The development of accurate prices for dynamic load is a substantial undertaking. Throughout the United States regulators are struggling with the transformation from the convention of net energy metering (NEM) for solar resources, a form of feed-in tariffs, to a price regime that accurately and fully values the ability to manage resources at the grid’s edge or the interface with the customer’s premise. New York is transforming from its blunt tariff-based system that used conventions, such as demand response payments, NEM, and energy efficiency targets, and measurements, to a transactive system that is nondisruptive, unbundled, and identifies the complete value of these resources. These actions set the foundation for creating competitive statewide distributed energy markets that have the durability and depth needed for third-party investments.
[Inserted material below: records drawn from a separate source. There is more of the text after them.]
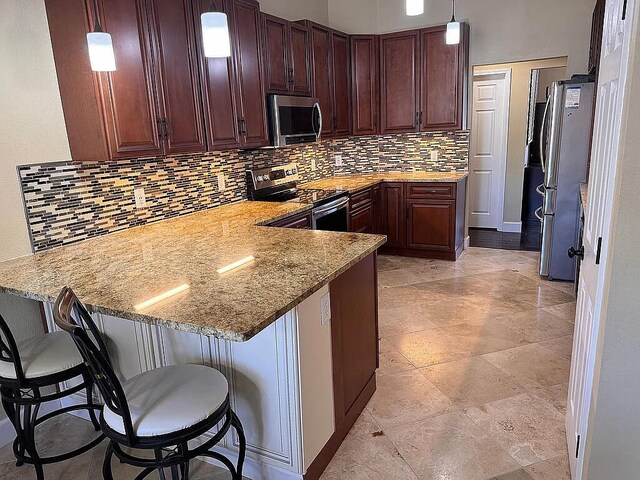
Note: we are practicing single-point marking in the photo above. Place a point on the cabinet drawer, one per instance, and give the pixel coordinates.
(361, 221)
(360, 199)
(432, 190)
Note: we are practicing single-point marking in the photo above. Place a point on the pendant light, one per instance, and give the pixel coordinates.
(453, 28)
(215, 33)
(100, 44)
(415, 7)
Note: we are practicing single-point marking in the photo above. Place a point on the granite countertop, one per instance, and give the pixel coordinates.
(355, 182)
(584, 190)
(114, 273)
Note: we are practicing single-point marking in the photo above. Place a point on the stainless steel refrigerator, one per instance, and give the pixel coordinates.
(564, 149)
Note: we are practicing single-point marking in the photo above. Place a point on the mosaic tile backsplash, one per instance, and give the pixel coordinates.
(67, 202)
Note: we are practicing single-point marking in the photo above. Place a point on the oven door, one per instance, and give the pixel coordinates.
(294, 120)
(332, 217)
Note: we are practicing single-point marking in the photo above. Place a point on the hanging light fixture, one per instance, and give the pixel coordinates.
(100, 44)
(415, 7)
(453, 28)
(215, 33)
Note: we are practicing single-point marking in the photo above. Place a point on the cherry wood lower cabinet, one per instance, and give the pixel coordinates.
(424, 219)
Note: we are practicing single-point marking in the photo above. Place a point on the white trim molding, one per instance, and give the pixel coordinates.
(511, 227)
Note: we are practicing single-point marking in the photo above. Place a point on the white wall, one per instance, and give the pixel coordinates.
(501, 31)
(614, 429)
(32, 130)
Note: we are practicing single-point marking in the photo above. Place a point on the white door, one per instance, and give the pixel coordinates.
(611, 87)
(488, 162)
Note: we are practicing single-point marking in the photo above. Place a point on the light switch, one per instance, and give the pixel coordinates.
(325, 310)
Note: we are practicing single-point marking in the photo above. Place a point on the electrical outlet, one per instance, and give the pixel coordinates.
(325, 310)
(140, 198)
(222, 182)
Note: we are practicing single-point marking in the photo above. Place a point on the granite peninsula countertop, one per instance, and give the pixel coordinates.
(356, 182)
(113, 273)
(584, 195)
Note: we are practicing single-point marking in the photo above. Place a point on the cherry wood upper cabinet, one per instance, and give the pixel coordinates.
(151, 104)
(443, 85)
(341, 83)
(248, 61)
(180, 99)
(399, 81)
(287, 56)
(219, 88)
(321, 66)
(277, 70)
(364, 84)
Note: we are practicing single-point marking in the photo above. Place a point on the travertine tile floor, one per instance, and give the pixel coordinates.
(472, 383)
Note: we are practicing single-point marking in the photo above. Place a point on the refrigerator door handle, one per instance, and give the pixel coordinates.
(541, 146)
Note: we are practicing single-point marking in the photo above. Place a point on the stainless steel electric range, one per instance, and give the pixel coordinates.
(330, 208)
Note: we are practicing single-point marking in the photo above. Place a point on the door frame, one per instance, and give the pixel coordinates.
(507, 72)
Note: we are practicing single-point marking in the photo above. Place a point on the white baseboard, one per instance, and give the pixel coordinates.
(511, 227)
(7, 433)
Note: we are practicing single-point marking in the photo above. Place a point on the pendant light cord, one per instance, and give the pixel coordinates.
(96, 26)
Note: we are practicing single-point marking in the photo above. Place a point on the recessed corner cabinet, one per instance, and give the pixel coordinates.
(156, 102)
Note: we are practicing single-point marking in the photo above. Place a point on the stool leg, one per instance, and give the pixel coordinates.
(235, 421)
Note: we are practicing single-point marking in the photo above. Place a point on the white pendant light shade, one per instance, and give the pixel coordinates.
(215, 35)
(415, 7)
(453, 33)
(101, 53)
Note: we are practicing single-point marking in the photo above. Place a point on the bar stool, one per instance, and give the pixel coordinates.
(160, 410)
(26, 369)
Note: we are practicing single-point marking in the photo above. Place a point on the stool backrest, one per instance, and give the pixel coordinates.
(9, 353)
(73, 317)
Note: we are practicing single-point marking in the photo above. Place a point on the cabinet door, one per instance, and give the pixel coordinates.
(248, 53)
(399, 81)
(322, 76)
(393, 215)
(276, 54)
(218, 88)
(431, 225)
(443, 80)
(354, 333)
(341, 84)
(364, 84)
(300, 59)
(180, 99)
(128, 95)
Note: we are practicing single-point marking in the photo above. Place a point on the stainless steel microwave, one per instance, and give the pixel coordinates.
(294, 120)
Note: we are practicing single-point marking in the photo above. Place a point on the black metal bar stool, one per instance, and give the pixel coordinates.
(161, 410)
(28, 371)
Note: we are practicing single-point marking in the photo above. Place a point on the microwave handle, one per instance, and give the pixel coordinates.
(316, 106)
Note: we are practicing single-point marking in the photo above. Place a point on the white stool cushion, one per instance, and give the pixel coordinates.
(169, 399)
(44, 355)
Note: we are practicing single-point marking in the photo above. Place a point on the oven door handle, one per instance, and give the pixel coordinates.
(331, 208)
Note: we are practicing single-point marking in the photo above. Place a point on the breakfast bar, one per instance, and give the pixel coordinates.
(288, 316)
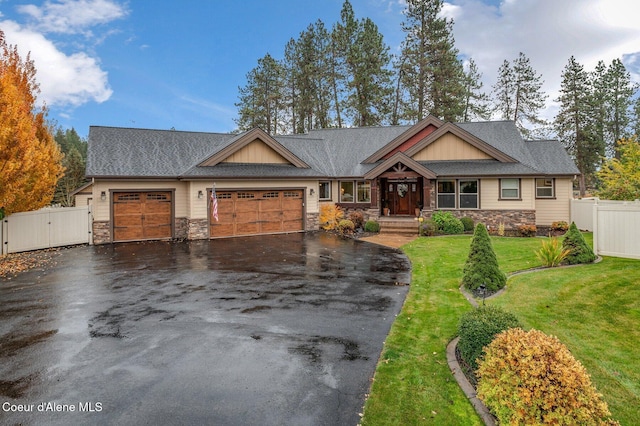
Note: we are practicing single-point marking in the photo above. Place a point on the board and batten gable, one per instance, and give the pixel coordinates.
(450, 147)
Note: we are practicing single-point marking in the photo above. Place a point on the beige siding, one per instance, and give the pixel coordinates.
(490, 196)
(450, 147)
(552, 210)
(256, 152)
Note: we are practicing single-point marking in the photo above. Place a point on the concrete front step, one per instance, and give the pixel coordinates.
(399, 225)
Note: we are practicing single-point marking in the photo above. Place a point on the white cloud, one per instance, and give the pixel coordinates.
(72, 16)
(65, 80)
(549, 32)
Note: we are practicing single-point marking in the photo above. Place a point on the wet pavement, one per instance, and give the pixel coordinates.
(271, 330)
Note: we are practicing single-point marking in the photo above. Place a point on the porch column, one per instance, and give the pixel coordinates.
(375, 200)
(428, 194)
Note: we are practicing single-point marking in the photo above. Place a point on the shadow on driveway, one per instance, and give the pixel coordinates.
(270, 330)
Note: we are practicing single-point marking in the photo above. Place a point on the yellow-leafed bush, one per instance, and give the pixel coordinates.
(346, 227)
(330, 216)
(527, 377)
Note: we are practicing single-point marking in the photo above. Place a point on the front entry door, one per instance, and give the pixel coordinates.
(403, 197)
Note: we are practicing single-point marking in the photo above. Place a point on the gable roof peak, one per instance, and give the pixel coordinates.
(244, 139)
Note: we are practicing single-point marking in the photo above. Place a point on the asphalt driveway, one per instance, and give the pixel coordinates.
(271, 330)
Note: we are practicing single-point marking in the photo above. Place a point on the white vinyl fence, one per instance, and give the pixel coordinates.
(45, 228)
(615, 225)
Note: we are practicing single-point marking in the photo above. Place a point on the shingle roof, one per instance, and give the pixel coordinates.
(330, 153)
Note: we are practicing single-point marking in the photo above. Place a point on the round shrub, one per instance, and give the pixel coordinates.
(346, 227)
(371, 226)
(477, 329)
(579, 250)
(482, 265)
(468, 224)
(448, 223)
(428, 228)
(527, 377)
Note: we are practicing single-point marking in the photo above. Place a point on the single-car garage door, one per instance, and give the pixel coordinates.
(257, 212)
(142, 215)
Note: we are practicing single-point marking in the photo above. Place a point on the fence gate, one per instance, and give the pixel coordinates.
(45, 228)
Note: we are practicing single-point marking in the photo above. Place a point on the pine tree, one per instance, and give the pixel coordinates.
(369, 77)
(620, 178)
(30, 160)
(621, 91)
(573, 121)
(74, 149)
(481, 267)
(519, 96)
(476, 102)
(262, 99)
(430, 70)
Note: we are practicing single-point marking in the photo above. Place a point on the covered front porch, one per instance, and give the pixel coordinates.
(404, 187)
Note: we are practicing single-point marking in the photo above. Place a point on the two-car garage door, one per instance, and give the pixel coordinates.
(149, 215)
(142, 215)
(257, 212)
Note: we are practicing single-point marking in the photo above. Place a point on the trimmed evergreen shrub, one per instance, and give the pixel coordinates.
(371, 226)
(468, 224)
(428, 228)
(448, 223)
(477, 329)
(482, 265)
(579, 250)
(527, 377)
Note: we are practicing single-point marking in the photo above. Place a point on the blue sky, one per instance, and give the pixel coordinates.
(162, 64)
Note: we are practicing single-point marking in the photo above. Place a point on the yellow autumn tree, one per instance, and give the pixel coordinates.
(30, 159)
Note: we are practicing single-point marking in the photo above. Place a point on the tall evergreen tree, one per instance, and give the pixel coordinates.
(431, 72)
(621, 91)
(599, 101)
(262, 99)
(476, 102)
(369, 76)
(343, 37)
(573, 122)
(519, 96)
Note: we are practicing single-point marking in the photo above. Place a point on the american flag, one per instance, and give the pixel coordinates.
(214, 203)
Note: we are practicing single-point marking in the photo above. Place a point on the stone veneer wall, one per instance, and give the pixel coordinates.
(101, 232)
(511, 219)
(181, 228)
(198, 229)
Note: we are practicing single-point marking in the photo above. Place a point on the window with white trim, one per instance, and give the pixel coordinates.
(446, 194)
(468, 194)
(346, 192)
(544, 188)
(355, 191)
(324, 190)
(363, 191)
(509, 189)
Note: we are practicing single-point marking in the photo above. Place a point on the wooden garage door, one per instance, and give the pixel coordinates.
(142, 216)
(257, 212)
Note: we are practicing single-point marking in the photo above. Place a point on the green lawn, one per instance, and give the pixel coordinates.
(593, 309)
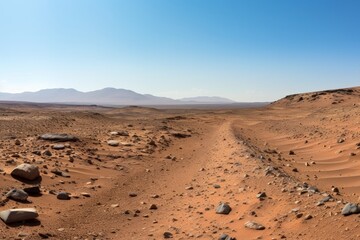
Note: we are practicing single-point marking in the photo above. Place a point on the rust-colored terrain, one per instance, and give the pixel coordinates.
(291, 167)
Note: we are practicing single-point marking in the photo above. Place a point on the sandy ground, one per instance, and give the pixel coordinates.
(185, 162)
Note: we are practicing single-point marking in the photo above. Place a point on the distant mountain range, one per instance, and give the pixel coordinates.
(106, 96)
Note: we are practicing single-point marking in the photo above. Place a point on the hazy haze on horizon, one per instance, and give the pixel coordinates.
(242, 50)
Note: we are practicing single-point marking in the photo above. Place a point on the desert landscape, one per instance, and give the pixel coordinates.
(288, 170)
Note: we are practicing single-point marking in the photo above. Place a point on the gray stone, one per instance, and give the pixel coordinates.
(17, 195)
(350, 208)
(63, 196)
(26, 171)
(223, 208)
(18, 215)
(59, 137)
(254, 225)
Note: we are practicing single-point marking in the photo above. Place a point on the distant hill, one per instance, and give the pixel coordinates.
(207, 100)
(321, 98)
(106, 96)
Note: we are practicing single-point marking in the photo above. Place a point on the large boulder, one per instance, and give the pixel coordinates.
(18, 215)
(59, 137)
(26, 171)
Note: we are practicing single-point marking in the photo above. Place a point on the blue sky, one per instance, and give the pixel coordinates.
(254, 50)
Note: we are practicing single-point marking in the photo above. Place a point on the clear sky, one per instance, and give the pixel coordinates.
(253, 50)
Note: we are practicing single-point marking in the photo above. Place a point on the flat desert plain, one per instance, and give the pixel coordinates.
(290, 170)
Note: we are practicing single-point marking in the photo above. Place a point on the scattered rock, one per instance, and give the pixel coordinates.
(18, 215)
(33, 190)
(113, 143)
(167, 235)
(261, 195)
(335, 189)
(58, 172)
(17, 195)
(47, 153)
(59, 137)
(254, 225)
(26, 171)
(324, 200)
(350, 208)
(226, 237)
(153, 207)
(85, 194)
(180, 134)
(132, 194)
(223, 208)
(63, 196)
(58, 146)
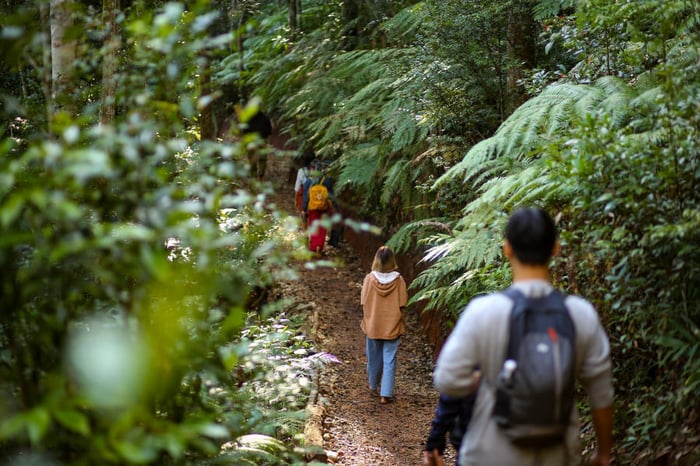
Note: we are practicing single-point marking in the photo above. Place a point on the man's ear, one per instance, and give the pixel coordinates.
(507, 249)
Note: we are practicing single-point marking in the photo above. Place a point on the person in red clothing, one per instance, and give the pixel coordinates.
(383, 299)
(317, 232)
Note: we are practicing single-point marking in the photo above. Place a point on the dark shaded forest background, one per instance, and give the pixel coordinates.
(134, 238)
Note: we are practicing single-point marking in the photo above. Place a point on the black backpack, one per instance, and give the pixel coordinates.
(535, 390)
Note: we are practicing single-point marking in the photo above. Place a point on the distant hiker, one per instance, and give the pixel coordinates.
(451, 419)
(383, 299)
(317, 201)
(483, 337)
(302, 175)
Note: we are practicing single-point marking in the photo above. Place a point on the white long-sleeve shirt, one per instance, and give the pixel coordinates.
(480, 338)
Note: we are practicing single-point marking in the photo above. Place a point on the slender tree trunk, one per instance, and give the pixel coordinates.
(521, 50)
(110, 9)
(206, 120)
(45, 21)
(63, 55)
(350, 14)
(292, 16)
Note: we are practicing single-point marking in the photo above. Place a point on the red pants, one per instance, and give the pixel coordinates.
(317, 233)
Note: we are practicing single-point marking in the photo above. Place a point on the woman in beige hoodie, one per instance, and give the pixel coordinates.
(383, 300)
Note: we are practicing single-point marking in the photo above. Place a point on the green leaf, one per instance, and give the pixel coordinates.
(73, 420)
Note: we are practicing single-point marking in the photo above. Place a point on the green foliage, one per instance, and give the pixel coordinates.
(617, 162)
(128, 252)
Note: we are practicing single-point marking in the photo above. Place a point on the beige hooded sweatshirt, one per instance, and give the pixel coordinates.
(383, 298)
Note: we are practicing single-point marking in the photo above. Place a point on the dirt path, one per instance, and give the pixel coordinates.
(355, 426)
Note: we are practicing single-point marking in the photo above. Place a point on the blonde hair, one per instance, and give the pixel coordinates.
(384, 260)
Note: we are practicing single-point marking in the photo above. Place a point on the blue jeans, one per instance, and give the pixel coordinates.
(381, 363)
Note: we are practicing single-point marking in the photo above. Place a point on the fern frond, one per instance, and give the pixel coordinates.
(407, 235)
(358, 167)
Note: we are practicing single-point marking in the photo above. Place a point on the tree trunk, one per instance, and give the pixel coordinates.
(350, 14)
(45, 21)
(521, 50)
(63, 55)
(109, 64)
(292, 16)
(206, 120)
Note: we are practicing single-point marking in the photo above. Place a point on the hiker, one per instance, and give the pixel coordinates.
(317, 201)
(451, 419)
(302, 175)
(482, 337)
(383, 299)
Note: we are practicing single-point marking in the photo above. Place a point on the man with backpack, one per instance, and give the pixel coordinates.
(530, 343)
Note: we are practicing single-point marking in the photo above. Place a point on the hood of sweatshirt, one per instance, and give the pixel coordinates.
(385, 282)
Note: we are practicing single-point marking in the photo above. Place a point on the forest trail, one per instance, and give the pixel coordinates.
(356, 428)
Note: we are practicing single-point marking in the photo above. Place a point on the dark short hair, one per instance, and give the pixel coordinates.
(532, 234)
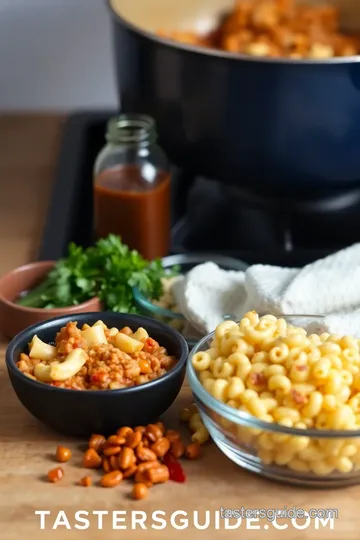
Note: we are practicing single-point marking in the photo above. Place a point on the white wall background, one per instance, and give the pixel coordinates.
(55, 55)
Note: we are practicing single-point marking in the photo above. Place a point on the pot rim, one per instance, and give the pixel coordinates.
(233, 57)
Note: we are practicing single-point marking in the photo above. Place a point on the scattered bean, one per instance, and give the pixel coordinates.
(140, 491)
(133, 439)
(126, 458)
(63, 454)
(124, 431)
(97, 442)
(111, 479)
(153, 432)
(91, 459)
(158, 475)
(55, 475)
(86, 481)
(161, 446)
(116, 440)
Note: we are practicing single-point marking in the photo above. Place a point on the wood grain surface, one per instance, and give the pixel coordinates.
(28, 153)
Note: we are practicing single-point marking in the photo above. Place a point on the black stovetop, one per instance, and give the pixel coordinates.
(207, 216)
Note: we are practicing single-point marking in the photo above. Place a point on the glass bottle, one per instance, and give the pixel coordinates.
(132, 186)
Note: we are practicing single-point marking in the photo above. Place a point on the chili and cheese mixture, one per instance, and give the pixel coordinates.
(96, 358)
(276, 28)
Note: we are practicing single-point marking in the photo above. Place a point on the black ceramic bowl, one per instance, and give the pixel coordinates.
(81, 413)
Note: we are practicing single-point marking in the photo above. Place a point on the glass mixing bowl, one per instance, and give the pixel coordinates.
(185, 262)
(249, 441)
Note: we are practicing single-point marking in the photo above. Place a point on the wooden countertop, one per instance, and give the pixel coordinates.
(28, 153)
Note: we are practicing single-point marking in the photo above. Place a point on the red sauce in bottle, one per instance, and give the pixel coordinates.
(134, 206)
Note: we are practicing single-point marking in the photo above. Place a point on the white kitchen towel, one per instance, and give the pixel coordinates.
(329, 287)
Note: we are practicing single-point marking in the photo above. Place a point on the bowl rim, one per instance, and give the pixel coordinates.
(247, 419)
(59, 322)
(236, 265)
(39, 311)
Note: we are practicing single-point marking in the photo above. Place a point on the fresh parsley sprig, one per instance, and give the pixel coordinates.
(109, 270)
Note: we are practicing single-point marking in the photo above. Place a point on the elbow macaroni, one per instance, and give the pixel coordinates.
(278, 373)
(192, 416)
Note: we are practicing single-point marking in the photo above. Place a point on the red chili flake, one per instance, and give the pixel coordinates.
(176, 472)
(99, 376)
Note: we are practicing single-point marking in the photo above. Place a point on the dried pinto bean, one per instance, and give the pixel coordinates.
(158, 475)
(126, 458)
(153, 432)
(63, 454)
(124, 431)
(111, 479)
(112, 451)
(85, 481)
(114, 463)
(139, 491)
(161, 446)
(128, 473)
(116, 440)
(96, 442)
(133, 439)
(106, 465)
(55, 475)
(91, 459)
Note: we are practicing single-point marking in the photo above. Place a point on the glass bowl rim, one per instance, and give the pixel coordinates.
(246, 419)
(184, 258)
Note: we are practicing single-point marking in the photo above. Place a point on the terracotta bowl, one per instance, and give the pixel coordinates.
(14, 318)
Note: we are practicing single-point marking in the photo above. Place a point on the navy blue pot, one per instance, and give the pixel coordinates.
(286, 123)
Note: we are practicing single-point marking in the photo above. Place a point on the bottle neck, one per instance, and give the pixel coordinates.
(137, 131)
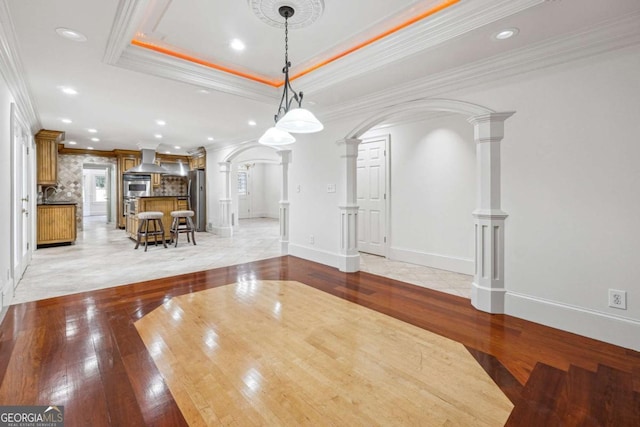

5. Fair and cost-effective universal access: The last element of REV that is often overlooked, but critically important, is the maintenance of universal access at a fair and reasonable price. New York has adopted an energy-affordability index that is designed to ensure that no New Yorker is required to spend more than 6% of their income on energy. It is also cognizant of the fact that its economically vulnerable customers are at risk of disenfranchisement from access to energy efficiency and distributed energy without government intervention. Consequently, throughout REV there are numerous initiatives that are designed to ensure that New York avoids the creation of an “energy divide.”
This book is notable because it addresses issues that are central to the future governance and functionality of the distribution network, while encouraging technological innovation and disruption to take place at the grid’s edge. As a society, regulators have to look to decarbonize our energy systems as a critical component of protecting the natural environment. Economic regulators are on the front lines of achieving this goal in manner that maintains the equally important policy objectives of reliable, cost effective, resilient and secure power. This can only occur if regulators embrace network innovation.
Audrey Zibelman
CEO, Australian Energy Market Operator (AEMO) and, Former chair, New York Public Service Commission

1 The author wrote the introduction while at the New York Public Service Commission and prior to joining AEMO. The views reflected are those of her own.

2 Proceeding on Motion of the Commission in Regard to Reforming the Energy Vision (April 25, 2015).